Egli ha comunque rimarcato che «a seguito della partenza degli ultimi missionari dalla Cina nel 1954 non nacque in Cina una “Chiesa del silenzio”, perché non è una Chiesa del silenzio quella che tanti ostacoli annuncia il Vangelo. Sono state perse molte battaglie difficili, ma anche battaglie che si sarebbero vinte con più buona volontà, ma è stata vinta la battaglia più importante: Fidem Servare».

E una di queste battaglie forse è l’Accordo tra Chiesa e Pechino già ai tempi di Pio XII. Racconta Parolin.

«Il 17 gennaio 1951, le autorità cinesi invitarono cattolici e alcuni ministri ad un incontro, cui partecipò anche il ministro degli Esteri Chuen Lai, il quale disse che i cattolici dovevano assicurare piena lealtà patriottica al Paese pur seguendo del Papa. Si cominciò allora a stendere un documento che potesse trovare una quadra del cerchio. Dal tempo di Pio XII la Santa Sede avvertì l’esigenza del dialogo, anche se le circostanza di allora lo rendevano difficile».

Si fecero quattro stesure dell’accordo, ma nessuna fu soddisfacente e al fallimento dell’accordo contribuirono oltre alle tensioni internazionali, anche le incomprensioni tra le due parti e la sfiducia reciproca ed ha segnato tutta la storia successiva. Si sono dovuti aspettare molti anni.

Benedetto XVI  e la Cina. Il cardinale Parolin ha quindi messo in luce che Benedetto XVI già nella lettera ai cinesi del 2007 auspicò l’apertura di uno spazio di dialogo con la Repubblica Popolare Cinese e approvò il progetto di accordo che sarebbe poi stato firmato nel 2018.

«Molti malintesi – ha lamentato il segretario di Stato vaticano – sorgono dall’attribuzione all’Accordo di obiettivi che tale accordo non ha oppure alla riconduzione ad eventi della Chiesa in Cina che sono estranei o a collegamenti con questioni politiche che non hanno a che fare con l’accordo».
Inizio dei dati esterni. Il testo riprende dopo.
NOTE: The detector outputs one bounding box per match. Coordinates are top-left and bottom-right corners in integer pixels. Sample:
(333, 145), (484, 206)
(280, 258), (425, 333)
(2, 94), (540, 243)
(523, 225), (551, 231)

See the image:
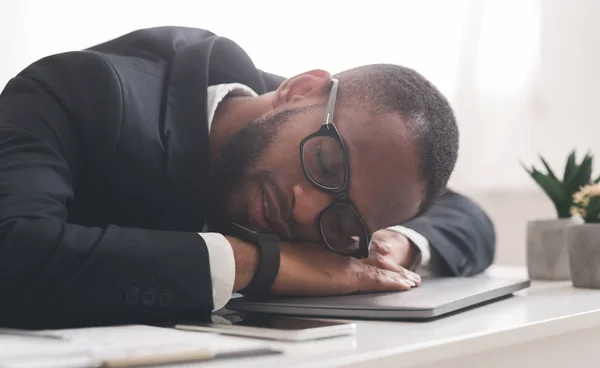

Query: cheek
(260, 140), (303, 180)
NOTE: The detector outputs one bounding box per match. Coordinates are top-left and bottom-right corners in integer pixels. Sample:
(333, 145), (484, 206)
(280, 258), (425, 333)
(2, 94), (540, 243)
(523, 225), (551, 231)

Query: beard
(207, 108), (306, 233)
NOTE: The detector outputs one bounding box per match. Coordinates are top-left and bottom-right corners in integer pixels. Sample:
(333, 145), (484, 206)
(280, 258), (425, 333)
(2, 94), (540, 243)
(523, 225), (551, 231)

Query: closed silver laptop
(226, 274), (530, 320)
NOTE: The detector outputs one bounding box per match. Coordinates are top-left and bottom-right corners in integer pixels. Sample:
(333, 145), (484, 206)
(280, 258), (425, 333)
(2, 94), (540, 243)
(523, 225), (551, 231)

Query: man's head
(209, 64), (458, 250)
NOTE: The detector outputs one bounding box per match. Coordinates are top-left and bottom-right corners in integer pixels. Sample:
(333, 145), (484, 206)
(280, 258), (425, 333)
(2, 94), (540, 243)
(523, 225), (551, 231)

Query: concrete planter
(567, 224), (600, 289)
(527, 219), (573, 280)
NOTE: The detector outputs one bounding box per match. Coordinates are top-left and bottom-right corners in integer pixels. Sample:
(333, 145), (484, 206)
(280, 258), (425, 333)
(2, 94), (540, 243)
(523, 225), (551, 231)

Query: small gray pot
(527, 219), (573, 280)
(567, 224), (600, 289)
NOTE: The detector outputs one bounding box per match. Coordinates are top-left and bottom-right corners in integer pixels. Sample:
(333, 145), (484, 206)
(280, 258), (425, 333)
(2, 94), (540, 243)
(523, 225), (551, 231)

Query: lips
(263, 181), (292, 239)
(248, 183), (272, 231)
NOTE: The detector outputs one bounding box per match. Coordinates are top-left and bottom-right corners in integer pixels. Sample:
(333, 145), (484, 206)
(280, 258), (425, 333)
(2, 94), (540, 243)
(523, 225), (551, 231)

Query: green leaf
(564, 155), (593, 199)
(585, 197), (600, 222)
(563, 151), (575, 183)
(531, 169), (571, 218)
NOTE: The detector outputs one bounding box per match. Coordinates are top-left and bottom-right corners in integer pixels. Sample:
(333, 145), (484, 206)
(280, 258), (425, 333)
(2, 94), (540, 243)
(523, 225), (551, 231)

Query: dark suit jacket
(0, 27), (494, 327)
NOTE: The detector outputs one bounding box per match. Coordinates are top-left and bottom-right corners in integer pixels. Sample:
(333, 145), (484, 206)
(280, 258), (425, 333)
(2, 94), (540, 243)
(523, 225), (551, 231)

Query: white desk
(200, 267), (600, 368)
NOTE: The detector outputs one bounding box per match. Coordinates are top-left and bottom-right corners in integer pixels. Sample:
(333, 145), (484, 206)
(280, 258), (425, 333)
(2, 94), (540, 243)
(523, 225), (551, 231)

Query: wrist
(225, 236), (259, 292)
(402, 238), (422, 271)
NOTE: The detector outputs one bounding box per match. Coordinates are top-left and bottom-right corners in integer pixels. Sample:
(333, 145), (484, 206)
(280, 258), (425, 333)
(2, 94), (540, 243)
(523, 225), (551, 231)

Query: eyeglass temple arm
(323, 78), (338, 125)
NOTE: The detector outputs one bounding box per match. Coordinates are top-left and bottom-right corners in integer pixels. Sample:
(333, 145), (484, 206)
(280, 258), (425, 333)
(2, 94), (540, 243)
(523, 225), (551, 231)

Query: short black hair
(336, 64), (459, 213)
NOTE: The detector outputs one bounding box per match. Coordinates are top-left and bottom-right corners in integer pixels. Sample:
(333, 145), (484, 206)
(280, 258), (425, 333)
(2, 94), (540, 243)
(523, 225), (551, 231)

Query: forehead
(334, 108), (423, 231)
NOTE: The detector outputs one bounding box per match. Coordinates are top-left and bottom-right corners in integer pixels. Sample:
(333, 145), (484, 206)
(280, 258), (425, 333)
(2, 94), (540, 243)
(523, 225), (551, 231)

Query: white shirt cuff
(388, 225), (431, 267)
(198, 233), (235, 311)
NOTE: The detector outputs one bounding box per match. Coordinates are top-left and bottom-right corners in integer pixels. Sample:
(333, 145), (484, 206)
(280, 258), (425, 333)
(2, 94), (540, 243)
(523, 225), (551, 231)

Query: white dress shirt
(198, 83), (431, 310)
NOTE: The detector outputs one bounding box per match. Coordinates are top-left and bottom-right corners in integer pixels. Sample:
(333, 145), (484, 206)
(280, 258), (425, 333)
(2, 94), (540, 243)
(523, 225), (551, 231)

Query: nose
(292, 183), (334, 225)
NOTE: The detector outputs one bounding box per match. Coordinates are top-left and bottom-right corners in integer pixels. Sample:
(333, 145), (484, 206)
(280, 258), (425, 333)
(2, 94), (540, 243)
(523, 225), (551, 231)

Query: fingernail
(406, 273), (421, 282)
(400, 279), (416, 287)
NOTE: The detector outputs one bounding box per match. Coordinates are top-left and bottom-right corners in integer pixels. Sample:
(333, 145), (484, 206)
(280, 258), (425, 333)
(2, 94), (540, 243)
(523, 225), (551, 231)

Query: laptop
(226, 274), (531, 320)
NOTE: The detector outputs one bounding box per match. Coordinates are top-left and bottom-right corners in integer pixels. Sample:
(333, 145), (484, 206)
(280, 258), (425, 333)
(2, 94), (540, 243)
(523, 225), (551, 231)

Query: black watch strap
(231, 223), (280, 300)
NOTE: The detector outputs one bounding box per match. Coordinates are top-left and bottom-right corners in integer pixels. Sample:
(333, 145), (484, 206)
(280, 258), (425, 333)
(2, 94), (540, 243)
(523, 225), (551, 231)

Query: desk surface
(202, 266), (600, 368)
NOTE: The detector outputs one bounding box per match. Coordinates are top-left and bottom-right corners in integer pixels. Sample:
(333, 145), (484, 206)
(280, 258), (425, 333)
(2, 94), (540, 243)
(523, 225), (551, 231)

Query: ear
(272, 69), (331, 107)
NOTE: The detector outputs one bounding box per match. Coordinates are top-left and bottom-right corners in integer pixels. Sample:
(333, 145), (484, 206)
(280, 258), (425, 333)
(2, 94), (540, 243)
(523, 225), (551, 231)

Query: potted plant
(567, 184), (600, 289)
(523, 151), (593, 280)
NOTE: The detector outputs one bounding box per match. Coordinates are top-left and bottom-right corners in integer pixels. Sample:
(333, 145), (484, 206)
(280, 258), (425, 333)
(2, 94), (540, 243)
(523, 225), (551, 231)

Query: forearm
(225, 236), (258, 292)
(0, 220), (212, 325)
(404, 191), (496, 276)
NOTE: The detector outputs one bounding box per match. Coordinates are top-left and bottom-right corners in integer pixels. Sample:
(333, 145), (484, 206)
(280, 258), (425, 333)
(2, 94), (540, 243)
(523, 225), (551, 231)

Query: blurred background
(0, 0), (600, 264)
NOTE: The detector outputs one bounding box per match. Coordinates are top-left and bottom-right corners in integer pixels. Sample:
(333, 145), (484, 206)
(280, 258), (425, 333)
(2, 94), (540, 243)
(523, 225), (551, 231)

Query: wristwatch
(230, 223), (280, 300)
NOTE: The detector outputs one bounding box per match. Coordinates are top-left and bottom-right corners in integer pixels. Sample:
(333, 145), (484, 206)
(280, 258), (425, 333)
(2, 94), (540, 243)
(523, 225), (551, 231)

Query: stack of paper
(0, 325), (276, 368)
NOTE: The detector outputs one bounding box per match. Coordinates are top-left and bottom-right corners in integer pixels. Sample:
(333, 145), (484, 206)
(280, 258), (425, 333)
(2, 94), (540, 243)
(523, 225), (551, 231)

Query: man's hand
(273, 242), (421, 296)
(226, 236), (421, 296)
(361, 229), (419, 273)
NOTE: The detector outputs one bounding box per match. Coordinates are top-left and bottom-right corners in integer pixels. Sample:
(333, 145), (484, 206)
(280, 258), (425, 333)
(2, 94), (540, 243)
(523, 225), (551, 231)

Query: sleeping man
(0, 27), (495, 327)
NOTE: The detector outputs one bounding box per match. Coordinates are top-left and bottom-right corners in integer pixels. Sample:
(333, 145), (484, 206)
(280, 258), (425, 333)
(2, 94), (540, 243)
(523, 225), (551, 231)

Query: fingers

«Si tratta – ha egli specificato – di un accordo che «concerne esclusivamente la nomina dei vescovi, questione che ha fatto più soffrire i cattolici in Cina per sessanta anni. Oggi tutti i vescovi in Cina sono in comunione con il vescovo di Roma, papa Francesco ha accolto gli ultimi vescovi illegittimi non ancora riconosciuti».

Dialogo, missioni e vescovi. Parolin ha notato anche che la linea del dialogo e della non comunione con il papa era dovuta a vescovi «formati dai missionari, che conoscevano la loro missione e la loro fede», come nel caso dell’ordinario di Kaifeng, ma «nella maggioranza dei casi i missionari non si sono sbagliati a riporre fiducia, tanto che molti di loro hanno chiesto il perdono del Papa. Ciò mostra che al fondo il loro cuore non era mutato e la loro fede non era venuta meno».

L’accordo deriva dalla necessità di «risolvere il problema» delle ordinazioni illegittime, e «l’esperienza di decenni induce a comprendere che serve un accordo, che però ha un obiettivo ecclesiale e pastorale, per scongiurare l’eventualità di altre ordinazioni illegittime».

«Certo, il percorso è lungo – ha ammesso Parolin –, ma poiché il dialogo possa dare frutti consistenti è necessario di continuarlo e si spera sia rinnovato ad experimentum».

«Intanto  – ha dunque concluso il segretario di Stato vaticano -, ci sono stati segni di avvicinamento tra i cattolici cinesi su questioni su cui per molto tempo sono stati divisi. A loro il papa affida in modo particolare l’impegno di vivere un autentico spirito di riconciliazione tra fratelli, ponendo gesti concreti che aiutino a superare le incomprensioni del passato. I cattolici in Cina potranno testimoniare la propria fede, per aprirsi alla promozione della pace».